Opening tune "Forget Me," reportedly written through tears on the day Bowie died, starts with an acoustic strum as Lalonde begins to sing, handclaps working as initial percussion before Hamelin and Derosier join in. The lyrics, largely dealing with death ("Someday / a white light / will come for you / to comfort you") are certainly some of the Ruffians' darkest (see "waiting on a sun that's never rising" in "Fade to Black"), but there is sweetness still. It's a warm welcome to the album, and immediately seems to boast the familiar boisterousness of the Ruffians of old. The doo-wop-ish "Miss You" follows, with all three Ruffians harmonizing as the song gains momentum and the energy increases. "Side Tracked" is a standout, softening the pace a bit and allowing Derosier to play a delightful scale-skipping bass line.
 
You'll want a hand to hold during the simple and sincere "Love Too Soon" as it swims in a sea of warm bass, gentle tambourine taps, organ swells and just the sweetest addition of whistling that threatens to make it all too much (but doesn't). It certainly feels like a companion to much-loved tune "Little Garcon," but without the foot-stomping shout-along ending. The Ruffians even somehow get away with a millennial whoop, found throughout "Tricky" — thank Lalonde's very fun vocal delivery (asking "When are you gonna come hooooome?" in that exaggerated deep register) and the song's terribly infectious energy for that.
 
It's the pairing of melodies that comfort, and lyrics that threaten to take it away, that really make this album.

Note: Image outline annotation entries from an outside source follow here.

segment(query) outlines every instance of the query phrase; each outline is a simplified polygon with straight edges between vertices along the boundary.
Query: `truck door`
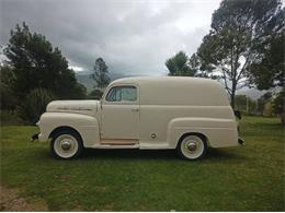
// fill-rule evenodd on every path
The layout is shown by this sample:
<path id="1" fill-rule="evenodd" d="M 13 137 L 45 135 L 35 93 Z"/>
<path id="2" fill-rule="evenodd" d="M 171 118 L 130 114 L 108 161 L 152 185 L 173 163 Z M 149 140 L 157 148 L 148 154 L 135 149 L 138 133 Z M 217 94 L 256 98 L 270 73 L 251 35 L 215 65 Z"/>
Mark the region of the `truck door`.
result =
<path id="1" fill-rule="evenodd" d="M 139 139 L 138 86 L 116 85 L 102 99 L 101 139 Z"/>

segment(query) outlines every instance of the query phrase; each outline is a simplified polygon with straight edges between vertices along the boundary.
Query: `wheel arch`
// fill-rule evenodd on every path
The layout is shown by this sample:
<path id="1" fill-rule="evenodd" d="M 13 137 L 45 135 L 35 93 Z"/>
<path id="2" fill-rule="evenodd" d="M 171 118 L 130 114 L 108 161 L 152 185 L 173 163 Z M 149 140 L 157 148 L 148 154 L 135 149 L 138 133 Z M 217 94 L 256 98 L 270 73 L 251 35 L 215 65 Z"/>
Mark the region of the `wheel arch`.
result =
<path id="1" fill-rule="evenodd" d="M 208 137 L 207 137 L 205 133 L 202 133 L 202 132 L 185 132 L 185 133 L 183 133 L 183 134 L 179 138 L 179 140 L 178 140 L 178 142 L 176 142 L 175 149 L 178 147 L 178 145 L 180 144 L 180 142 L 181 142 L 183 139 L 185 139 L 186 137 L 189 137 L 189 135 L 200 137 L 200 138 L 207 144 L 207 146 L 210 146 Z"/>
<path id="2" fill-rule="evenodd" d="M 77 133 L 80 137 L 81 141 L 83 141 L 80 132 L 78 130 L 76 130 L 75 128 L 69 127 L 69 126 L 59 126 L 59 127 L 55 128 L 49 133 L 48 139 L 53 139 L 60 131 L 71 131 L 71 132 L 75 132 L 75 133 Z"/>

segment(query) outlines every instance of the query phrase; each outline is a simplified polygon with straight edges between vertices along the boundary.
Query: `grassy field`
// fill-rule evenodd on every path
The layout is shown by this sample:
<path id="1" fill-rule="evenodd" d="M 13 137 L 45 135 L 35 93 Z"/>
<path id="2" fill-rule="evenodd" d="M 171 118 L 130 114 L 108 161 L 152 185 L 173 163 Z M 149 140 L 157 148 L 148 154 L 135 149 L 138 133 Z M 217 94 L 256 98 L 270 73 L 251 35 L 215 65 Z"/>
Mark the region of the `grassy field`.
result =
<path id="1" fill-rule="evenodd" d="M 88 150 L 75 161 L 30 143 L 35 127 L 1 128 L 1 185 L 49 211 L 284 211 L 284 129 L 243 118 L 246 146 L 198 162 L 173 151 Z"/>

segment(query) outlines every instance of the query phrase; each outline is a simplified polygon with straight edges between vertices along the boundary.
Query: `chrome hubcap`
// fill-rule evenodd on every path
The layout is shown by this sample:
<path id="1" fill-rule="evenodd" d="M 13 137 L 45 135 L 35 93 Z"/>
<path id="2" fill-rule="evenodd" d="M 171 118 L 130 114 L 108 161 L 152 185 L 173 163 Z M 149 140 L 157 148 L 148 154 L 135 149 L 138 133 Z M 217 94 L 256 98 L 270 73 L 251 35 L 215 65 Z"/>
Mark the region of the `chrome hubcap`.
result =
<path id="1" fill-rule="evenodd" d="M 62 149 L 64 151 L 68 151 L 70 147 L 71 147 L 70 141 L 62 141 L 62 142 L 61 142 L 61 149 Z"/>
<path id="2" fill-rule="evenodd" d="M 189 149 L 189 151 L 193 152 L 193 151 L 195 151 L 197 149 L 197 145 L 194 142 L 190 142 L 187 144 L 187 149 Z"/>

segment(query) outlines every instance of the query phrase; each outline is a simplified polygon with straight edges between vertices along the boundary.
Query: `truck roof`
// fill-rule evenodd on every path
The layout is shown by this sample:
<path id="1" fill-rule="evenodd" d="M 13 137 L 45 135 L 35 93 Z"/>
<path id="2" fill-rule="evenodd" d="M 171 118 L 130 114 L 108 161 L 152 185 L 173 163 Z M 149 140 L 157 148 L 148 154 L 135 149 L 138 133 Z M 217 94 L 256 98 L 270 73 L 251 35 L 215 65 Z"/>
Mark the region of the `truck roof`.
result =
<path id="1" fill-rule="evenodd" d="M 118 79 L 114 84 L 139 86 L 140 104 L 228 106 L 223 84 L 215 80 L 191 76 L 134 76 Z"/>

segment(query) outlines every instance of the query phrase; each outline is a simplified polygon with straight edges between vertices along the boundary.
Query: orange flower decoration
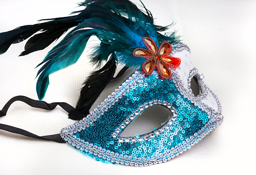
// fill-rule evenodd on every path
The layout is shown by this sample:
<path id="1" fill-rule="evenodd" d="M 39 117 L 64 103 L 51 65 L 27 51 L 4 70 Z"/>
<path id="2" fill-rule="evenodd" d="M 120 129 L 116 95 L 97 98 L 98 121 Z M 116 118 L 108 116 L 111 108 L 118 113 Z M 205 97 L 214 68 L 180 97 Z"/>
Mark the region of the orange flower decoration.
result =
<path id="1" fill-rule="evenodd" d="M 141 66 L 145 74 L 150 75 L 157 67 L 158 73 L 162 78 L 171 78 L 172 74 L 168 67 L 176 68 L 181 64 L 180 59 L 167 56 L 171 52 L 171 44 L 165 41 L 158 49 L 156 43 L 152 39 L 144 37 L 142 41 L 147 50 L 142 48 L 136 48 L 133 52 L 133 55 L 136 57 L 147 59 Z"/>

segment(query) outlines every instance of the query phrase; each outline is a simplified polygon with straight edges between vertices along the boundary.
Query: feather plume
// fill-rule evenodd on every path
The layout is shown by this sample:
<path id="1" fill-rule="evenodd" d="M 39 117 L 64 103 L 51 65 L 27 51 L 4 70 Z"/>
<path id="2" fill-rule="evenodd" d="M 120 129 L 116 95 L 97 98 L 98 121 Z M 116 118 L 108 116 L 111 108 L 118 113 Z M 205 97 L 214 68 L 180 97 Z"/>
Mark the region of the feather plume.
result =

Where 2015's RUFF spoke of being disheartened and disillusioned in the creative world, Uncle, Duke and the Chief is honest about life — its ups, its downs, its changes and rearrangements, procrastination and stress, and certainly its inevitable end. The simple production, with Lalonde's untamed vocals clear as a bell and Hamelin's homecoming, lets the joy that played a part in the process of making the short and sweet Uncle, Duke and the Chief shine evidently through.